Connect with the consumer. The digital age offers companies more and more-powerful opportunities to connect with consumers, from websites and integrated apps to digital magazines to online discussion platforms. BCG’s most recent annual consumer sentiment survey (see Why Emerging-Market Consumers Remain Bullish, BCG Focus, November 2013), shows that Brazilian consumers are particularly sensitive to the feeling of being valued as customers—almost 60 percent of Brazilian respondents said that if they feel valued, recognized, or rewarded for their business, they stay loyal to a brand, even if they like other products or services slightly better. This percentage compares with a developing-market average of 38 percent and a developed-market average of 45 percent. Modern techniques such as digital targeting and branded content deepen relationships and engagement while at the same time collecting valuable consumer data that can shape future marketing programs. (See The Agile Marketing Organization, BCG Focus, October 2015, and Branded Content: Growth for Marketers and Media Companies, BCG Focus, July 2015.) A good place to start in Brazil is to address the needs of the 50 million consumers in the “modern married” and “living in the new era” categories, who are already heavy digital users.

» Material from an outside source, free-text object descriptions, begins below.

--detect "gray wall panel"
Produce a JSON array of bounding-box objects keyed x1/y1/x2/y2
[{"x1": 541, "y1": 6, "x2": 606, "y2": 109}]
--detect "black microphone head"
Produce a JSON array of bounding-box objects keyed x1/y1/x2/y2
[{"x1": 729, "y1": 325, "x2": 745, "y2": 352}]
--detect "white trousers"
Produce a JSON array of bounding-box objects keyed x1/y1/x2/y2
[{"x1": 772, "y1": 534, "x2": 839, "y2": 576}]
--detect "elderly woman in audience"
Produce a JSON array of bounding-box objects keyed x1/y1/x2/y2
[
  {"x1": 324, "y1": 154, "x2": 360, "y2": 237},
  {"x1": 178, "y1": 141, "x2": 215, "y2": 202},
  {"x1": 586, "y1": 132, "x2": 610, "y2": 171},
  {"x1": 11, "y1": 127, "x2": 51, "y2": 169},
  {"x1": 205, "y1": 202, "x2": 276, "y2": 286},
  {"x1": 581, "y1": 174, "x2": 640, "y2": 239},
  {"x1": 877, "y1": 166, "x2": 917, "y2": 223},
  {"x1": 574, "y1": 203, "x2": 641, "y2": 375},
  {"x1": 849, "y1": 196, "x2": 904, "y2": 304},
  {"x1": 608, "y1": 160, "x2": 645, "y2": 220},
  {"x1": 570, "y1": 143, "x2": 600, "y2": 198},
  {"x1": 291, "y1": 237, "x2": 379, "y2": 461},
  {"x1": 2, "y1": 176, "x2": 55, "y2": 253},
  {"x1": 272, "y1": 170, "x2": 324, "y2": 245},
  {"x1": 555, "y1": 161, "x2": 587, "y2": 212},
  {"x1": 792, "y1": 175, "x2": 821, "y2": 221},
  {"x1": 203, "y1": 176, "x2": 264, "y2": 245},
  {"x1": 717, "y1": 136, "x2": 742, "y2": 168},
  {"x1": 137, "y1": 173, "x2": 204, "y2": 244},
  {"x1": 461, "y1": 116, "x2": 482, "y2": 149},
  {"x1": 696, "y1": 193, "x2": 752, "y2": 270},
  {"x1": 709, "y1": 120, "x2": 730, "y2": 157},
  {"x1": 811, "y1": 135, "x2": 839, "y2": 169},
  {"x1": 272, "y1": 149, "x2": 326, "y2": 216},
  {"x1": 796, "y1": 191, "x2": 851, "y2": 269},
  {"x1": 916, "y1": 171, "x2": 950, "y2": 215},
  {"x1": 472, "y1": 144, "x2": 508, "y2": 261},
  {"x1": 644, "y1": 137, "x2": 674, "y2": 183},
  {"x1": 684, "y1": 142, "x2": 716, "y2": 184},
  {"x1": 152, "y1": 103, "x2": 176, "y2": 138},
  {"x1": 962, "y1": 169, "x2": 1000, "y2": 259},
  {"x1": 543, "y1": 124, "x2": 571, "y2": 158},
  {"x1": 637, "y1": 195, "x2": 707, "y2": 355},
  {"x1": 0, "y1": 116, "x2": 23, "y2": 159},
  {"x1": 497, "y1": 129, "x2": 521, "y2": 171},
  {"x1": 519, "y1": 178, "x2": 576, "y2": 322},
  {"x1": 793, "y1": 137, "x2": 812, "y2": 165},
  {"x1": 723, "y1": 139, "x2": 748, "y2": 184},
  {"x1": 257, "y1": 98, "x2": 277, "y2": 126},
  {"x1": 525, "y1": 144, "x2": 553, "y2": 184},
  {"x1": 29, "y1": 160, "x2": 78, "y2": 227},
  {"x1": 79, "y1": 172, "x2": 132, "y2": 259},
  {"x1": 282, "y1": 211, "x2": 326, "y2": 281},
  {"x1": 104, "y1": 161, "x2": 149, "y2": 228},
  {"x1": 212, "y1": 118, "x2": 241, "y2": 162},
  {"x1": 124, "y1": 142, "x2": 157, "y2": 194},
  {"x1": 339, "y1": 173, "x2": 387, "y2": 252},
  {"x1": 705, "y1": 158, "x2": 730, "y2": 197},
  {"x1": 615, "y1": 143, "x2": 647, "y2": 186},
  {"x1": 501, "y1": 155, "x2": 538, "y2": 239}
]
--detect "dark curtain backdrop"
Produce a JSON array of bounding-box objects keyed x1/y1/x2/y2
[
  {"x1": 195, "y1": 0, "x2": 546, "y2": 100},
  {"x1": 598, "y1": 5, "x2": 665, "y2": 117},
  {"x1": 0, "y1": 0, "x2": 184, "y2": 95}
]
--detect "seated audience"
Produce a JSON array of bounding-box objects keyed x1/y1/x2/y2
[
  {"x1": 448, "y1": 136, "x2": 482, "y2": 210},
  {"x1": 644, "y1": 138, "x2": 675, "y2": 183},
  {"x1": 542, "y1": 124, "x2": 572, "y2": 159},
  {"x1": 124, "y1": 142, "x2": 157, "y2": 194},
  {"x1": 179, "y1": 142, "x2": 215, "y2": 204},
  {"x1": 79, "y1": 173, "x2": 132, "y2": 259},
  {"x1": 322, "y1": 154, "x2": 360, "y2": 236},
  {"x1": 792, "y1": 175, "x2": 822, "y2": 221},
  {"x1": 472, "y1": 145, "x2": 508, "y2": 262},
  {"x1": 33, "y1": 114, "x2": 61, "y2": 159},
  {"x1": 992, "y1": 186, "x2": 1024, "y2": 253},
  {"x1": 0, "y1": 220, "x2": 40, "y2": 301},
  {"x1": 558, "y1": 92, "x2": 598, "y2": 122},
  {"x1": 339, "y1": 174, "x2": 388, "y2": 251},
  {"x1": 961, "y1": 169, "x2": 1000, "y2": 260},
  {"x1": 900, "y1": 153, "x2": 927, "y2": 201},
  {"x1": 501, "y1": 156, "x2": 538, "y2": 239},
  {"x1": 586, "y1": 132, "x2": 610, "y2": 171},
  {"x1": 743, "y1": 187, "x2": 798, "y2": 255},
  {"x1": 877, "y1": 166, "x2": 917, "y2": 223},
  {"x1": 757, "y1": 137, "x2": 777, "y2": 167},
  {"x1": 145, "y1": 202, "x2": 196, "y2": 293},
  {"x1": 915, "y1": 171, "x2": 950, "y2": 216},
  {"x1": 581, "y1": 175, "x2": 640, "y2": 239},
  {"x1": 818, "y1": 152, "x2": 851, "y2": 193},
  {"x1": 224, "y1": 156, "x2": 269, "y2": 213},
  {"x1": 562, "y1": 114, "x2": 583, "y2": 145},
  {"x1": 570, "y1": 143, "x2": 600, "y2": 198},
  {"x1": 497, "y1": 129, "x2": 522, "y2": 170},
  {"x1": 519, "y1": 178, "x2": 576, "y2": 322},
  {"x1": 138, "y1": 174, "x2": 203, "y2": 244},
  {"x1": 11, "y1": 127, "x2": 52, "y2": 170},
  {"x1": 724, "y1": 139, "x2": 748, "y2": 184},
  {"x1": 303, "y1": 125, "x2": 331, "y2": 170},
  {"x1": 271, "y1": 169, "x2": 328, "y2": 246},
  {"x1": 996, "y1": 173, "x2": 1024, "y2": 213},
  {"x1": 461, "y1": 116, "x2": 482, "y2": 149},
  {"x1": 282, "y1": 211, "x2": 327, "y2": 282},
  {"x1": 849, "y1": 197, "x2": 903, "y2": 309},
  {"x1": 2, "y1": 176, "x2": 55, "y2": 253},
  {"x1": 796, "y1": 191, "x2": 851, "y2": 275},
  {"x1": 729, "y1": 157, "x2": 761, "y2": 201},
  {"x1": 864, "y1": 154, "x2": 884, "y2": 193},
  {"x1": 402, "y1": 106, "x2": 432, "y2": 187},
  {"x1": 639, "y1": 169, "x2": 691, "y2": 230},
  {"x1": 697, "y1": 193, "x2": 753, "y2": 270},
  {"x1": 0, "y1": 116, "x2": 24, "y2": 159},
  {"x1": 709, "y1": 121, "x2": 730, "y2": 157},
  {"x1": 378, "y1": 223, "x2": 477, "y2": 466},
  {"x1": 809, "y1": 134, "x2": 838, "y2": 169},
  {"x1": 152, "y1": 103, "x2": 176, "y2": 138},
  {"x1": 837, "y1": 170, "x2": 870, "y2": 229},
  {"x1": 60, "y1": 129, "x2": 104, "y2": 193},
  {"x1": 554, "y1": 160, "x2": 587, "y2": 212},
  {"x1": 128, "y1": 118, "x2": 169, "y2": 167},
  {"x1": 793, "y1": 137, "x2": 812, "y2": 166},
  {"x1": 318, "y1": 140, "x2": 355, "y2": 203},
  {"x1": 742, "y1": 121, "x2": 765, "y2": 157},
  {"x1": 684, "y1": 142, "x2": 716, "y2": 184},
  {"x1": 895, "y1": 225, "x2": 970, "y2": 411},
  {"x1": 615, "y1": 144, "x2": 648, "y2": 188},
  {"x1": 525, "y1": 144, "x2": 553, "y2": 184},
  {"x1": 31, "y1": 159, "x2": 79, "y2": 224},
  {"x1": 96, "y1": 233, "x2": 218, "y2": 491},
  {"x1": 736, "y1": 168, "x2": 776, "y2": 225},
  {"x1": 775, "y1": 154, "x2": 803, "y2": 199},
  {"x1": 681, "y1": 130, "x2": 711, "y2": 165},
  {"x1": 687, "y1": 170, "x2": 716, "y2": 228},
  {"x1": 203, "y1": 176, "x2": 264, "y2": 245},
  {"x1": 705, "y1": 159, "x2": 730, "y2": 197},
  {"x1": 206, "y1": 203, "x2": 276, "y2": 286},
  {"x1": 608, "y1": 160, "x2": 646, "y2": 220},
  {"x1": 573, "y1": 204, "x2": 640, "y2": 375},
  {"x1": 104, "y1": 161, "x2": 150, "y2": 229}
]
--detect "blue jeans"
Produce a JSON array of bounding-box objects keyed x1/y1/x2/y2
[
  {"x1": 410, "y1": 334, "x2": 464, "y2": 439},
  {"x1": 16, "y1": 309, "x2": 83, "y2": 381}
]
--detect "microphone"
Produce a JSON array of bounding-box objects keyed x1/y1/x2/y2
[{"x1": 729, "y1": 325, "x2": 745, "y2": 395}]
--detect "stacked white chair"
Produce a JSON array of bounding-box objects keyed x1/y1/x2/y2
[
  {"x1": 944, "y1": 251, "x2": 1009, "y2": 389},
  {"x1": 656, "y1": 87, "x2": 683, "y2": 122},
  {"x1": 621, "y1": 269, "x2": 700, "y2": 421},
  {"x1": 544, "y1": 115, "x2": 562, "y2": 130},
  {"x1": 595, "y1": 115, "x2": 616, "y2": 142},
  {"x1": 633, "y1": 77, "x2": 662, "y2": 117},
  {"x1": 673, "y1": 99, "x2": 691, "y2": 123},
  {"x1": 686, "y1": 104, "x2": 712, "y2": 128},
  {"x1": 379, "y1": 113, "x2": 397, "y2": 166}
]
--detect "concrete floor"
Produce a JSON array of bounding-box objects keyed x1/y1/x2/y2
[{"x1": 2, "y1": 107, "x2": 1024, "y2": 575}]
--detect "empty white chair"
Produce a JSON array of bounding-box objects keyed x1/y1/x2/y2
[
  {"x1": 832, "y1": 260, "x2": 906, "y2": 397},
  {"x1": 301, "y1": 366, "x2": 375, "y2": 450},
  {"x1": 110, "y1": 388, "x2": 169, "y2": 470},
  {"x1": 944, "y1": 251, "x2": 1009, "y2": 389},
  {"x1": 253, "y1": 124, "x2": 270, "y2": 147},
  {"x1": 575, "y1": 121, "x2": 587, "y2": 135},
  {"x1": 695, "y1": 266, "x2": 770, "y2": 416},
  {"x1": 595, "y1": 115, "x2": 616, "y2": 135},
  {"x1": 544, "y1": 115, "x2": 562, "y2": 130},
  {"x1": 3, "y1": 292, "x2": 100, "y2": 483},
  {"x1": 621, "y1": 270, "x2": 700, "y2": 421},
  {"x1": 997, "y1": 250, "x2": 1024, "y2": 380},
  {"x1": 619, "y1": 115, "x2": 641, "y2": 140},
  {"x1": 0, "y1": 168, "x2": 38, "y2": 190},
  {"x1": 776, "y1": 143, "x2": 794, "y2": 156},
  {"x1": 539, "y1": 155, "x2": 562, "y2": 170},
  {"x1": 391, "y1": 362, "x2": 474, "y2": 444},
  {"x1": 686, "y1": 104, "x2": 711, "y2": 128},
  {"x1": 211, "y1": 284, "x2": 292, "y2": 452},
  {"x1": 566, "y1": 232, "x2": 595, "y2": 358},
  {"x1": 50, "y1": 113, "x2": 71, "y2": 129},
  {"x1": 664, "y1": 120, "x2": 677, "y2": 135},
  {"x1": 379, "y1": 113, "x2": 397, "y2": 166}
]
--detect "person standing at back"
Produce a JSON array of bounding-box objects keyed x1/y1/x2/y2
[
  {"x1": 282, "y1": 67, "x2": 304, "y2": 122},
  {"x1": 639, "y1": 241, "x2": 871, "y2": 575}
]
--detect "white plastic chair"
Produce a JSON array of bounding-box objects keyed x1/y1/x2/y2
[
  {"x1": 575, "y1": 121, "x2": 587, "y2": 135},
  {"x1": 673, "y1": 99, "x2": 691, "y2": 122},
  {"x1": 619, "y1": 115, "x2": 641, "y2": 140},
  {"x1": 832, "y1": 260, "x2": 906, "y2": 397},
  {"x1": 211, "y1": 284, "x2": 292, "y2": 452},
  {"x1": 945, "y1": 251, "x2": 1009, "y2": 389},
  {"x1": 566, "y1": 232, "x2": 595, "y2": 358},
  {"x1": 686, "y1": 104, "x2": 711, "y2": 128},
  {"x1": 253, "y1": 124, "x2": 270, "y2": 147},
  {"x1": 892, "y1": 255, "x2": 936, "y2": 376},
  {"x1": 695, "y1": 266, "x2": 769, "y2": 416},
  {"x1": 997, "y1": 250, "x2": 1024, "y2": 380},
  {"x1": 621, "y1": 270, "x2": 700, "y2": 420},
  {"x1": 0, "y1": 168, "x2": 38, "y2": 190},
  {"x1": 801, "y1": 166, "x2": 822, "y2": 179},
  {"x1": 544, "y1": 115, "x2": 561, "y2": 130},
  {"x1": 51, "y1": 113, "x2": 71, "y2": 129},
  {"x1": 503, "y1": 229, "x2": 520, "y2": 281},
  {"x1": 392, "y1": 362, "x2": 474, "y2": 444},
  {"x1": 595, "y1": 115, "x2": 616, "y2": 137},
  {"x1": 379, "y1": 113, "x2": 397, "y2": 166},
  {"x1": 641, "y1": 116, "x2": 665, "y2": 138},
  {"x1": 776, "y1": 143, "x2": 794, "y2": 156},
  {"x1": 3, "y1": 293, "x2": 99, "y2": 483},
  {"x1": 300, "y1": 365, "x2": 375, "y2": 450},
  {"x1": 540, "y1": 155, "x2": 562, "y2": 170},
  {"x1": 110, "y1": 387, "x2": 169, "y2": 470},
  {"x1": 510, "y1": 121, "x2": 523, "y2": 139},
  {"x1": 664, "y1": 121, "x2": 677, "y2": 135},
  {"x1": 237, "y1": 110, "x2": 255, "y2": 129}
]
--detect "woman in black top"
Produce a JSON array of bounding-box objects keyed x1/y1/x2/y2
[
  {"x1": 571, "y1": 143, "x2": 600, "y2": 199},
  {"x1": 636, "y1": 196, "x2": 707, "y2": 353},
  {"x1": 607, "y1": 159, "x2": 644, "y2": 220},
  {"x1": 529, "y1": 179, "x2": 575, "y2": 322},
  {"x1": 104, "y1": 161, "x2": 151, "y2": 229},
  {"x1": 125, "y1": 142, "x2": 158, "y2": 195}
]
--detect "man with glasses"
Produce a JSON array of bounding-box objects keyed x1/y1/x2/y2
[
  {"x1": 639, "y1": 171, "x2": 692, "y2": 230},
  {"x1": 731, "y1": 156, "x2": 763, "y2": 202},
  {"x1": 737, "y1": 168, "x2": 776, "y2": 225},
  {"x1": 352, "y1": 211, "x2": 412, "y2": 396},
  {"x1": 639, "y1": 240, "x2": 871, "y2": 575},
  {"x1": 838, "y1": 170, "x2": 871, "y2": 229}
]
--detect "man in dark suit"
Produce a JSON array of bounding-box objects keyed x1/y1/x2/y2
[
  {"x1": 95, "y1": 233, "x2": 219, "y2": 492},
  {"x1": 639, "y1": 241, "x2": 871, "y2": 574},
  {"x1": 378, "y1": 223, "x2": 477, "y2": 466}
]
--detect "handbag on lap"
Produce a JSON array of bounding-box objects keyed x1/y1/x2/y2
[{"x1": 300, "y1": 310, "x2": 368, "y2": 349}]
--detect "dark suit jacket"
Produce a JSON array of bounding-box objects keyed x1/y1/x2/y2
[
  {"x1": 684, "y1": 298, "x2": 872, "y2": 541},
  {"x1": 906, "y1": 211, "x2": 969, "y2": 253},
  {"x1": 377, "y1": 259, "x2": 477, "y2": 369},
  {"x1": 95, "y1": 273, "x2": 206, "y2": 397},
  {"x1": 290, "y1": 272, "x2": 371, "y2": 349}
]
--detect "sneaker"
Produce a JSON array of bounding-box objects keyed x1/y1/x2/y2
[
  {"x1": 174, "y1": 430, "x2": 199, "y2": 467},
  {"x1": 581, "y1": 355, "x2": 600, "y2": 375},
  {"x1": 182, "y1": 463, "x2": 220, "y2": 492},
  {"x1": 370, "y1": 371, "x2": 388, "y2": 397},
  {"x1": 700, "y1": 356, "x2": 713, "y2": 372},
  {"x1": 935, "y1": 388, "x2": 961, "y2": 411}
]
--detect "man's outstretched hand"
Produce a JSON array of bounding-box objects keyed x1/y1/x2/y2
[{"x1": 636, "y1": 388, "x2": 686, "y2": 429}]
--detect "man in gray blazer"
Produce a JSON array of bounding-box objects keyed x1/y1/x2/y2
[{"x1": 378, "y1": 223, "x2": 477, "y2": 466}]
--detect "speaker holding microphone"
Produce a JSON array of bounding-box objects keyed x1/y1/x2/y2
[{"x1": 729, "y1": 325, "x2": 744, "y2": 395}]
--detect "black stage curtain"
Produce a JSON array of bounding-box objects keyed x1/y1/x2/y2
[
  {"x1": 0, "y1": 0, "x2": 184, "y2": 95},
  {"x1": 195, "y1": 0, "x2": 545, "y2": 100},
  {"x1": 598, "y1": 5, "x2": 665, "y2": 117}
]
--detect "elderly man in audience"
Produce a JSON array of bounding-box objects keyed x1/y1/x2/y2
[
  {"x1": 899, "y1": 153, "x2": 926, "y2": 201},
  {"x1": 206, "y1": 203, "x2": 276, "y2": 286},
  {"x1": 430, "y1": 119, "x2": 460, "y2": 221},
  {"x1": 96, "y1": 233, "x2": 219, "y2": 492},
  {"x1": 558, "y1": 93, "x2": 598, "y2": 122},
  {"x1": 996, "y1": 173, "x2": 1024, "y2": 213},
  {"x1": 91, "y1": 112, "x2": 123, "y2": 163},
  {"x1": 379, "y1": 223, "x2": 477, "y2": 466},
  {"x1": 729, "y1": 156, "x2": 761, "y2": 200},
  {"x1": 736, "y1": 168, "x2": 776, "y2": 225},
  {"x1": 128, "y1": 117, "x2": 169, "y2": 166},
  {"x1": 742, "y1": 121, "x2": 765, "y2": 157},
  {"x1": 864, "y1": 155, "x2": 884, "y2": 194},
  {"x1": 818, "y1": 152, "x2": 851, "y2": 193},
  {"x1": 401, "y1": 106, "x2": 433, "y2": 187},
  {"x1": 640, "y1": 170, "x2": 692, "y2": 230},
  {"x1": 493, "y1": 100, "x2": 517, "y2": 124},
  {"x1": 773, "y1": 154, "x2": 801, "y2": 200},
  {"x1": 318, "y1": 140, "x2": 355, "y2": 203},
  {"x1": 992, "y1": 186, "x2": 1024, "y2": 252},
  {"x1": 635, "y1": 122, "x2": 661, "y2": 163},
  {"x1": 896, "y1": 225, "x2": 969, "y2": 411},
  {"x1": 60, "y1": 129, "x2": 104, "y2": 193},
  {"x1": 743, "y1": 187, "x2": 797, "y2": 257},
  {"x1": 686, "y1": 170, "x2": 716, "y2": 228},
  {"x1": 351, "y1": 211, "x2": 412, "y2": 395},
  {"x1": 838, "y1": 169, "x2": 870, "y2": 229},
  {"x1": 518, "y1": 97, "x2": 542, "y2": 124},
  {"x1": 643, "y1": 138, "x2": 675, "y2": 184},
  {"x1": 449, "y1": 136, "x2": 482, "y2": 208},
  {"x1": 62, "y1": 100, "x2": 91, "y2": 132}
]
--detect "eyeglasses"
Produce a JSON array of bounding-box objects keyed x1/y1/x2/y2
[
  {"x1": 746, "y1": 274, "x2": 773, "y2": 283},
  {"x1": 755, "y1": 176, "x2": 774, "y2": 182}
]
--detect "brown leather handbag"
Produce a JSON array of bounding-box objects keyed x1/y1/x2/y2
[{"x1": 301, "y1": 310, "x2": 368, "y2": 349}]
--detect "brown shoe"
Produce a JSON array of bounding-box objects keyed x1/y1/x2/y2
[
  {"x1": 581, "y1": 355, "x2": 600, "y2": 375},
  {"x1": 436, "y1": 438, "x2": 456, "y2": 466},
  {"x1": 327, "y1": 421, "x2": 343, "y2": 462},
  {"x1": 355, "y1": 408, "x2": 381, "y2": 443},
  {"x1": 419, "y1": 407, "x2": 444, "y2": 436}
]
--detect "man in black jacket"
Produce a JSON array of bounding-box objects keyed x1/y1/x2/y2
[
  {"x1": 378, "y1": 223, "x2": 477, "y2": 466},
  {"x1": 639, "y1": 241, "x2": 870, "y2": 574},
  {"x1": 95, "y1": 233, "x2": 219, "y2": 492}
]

Respect the role of the store. Stores remain important in Brazil. Despite a growing array of digital resources, consumers still see the store as critical for both information and transaction—especially in segments where the value of the purchase is high. More than 80 percent of affluent consumers in the Brazilian interior and 63 percent of those in capital cities prefer to touch a product in a store.  Among interior households, 52 percent reported that they had made their most recent luxury-item purchase in a store in their city, and 31 percent said that they had purchased it in another city.

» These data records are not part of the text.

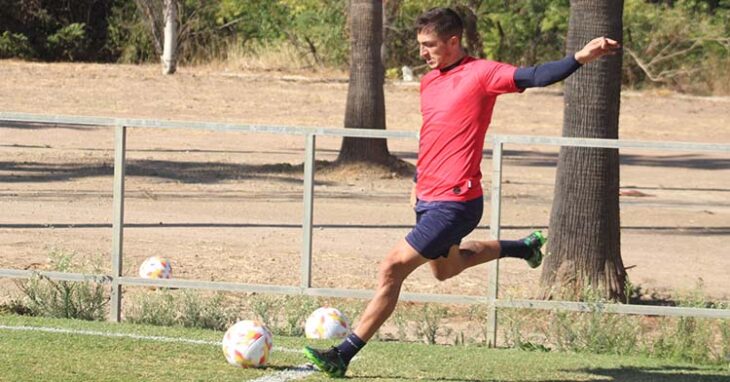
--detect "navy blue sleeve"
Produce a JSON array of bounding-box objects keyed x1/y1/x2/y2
[{"x1": 514, "y1": 55, "x2": 582, "y2": 89}]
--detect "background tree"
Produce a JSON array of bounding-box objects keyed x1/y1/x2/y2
[
  {"x1": 541, "y1": 0, "x2": 627, "y2": 301},
  {"x1": 161, "y1": 0, "x2": 178, "y2": 74},
  {"x1": 337, "y1": 0, "x2": 391, "y2": 165}
]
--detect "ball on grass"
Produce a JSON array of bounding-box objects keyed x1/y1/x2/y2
[{"x1": 222, "y1": 320, "x2": 273, "y2": 368}]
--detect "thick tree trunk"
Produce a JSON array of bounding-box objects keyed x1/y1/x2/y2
[
  {"x1": 541, "y1": 0, "x2": 627, "y2": 301},
  {"x1": 161, "y1": 0, "x2": 178, "y2": 75},
  {"x1": 338, "y1": 0, "x2": 390, "y2": 164}
]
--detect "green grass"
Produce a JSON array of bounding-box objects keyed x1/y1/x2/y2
[{"x1": 1, "y1": 314, "x2": 728, "y2": 382}]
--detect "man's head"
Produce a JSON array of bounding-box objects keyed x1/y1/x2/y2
[{"x1": 415, "y1": 8, "x2": 464, "y2": 70}]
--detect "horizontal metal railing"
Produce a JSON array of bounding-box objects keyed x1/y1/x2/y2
[{"x1": 1, "y1": 112, "x2": 728, "y2": 347}]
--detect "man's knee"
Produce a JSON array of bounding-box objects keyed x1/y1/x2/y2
[
  {"x1": 378, "y1": 254, "x2": 405, "y2": 284},
  {"x1": 377, "y1": 246, "x2": 418, "y2": 286}
]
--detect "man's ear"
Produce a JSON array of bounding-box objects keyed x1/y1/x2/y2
[{"x1": 448, "y1": 35, "x2": 461, "y2": 50}]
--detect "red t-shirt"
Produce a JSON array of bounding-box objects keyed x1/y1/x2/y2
[{"x1": 417, "y1": 56, "x2": 520, "y2": 202}]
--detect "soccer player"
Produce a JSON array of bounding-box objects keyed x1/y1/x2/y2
[{"x1": 304, "y1": 7, "x2": 620, "y2": 377}]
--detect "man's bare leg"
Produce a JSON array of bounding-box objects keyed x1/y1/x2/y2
[
  {"x1": 429, "y1": 231, "x2": 547, "y2": 282},
  {"x1": 429, "y1": 240, "x2": 500, "y2": 281},
  {"x1": 353, "y1": 239, "x2": 429, "y2": 342},
  {"x1": 303, "y1": 239, "x2": 427, "y2": 377}
]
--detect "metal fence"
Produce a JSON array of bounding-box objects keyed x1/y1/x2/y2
[{"x1": 1, "y1": 112, "x2": 729, "y2": 347}]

Retailers should think about how they can take advantage of this critical point in the purchase process—for example, by enabling store staff to make instant offers to keep customers in the store or to connect with them after a visit. The store is equally critical for consumer goods companies. Consumers still can’t touch, hold, try on, or taste a product online. The Internet cannot provide the immediate gratification of instant ownership. Consumer goods companies should evaluate how they can best support preferred retailers through early or in-store assortments, special services, or even special trade terms. (See Winning at Omnichannel Pricing, BCG Focus, May 2015.)

Develop a geographic strategy. Location matters in Brazil, which means that companies can benefit from adapting their levels of service by city. Consumer expectations for availability, choice, and speed of delivery are much higher in capital cities and other metropolitan areas than in the interior. In the former, for example, people expect next-day delivery for most categories, while interior consumers are happy to accept a delivery term of a week—and they are also more flexible about return policies. They appreciate having broader retail options, even if they have to wait longer for items to arrive.

Interior consumers can also be very inventive in overcoming local constraints to digital commerce. In the southern state of Rio Grande do Sul, for example, faced with the issue of not being able to touch or feel a product before buying it online, and the difficulty of returning unwanted purchases, consumers have created vibrant secondary markets for these goods in their communities. Briques, informal street markets organized and advertised through Facebook, have become commonplace venues for buying and selling goods originally purchased online.



It’s easy to be overwhelmed by the pace of innovation, but Brazil is still in its early days of digital development. Most companies face the same challenges. Those that fully and rapidly embrace the changes digital is bringing, define a digital strategy, and start the transformation process can build a lasting advantage.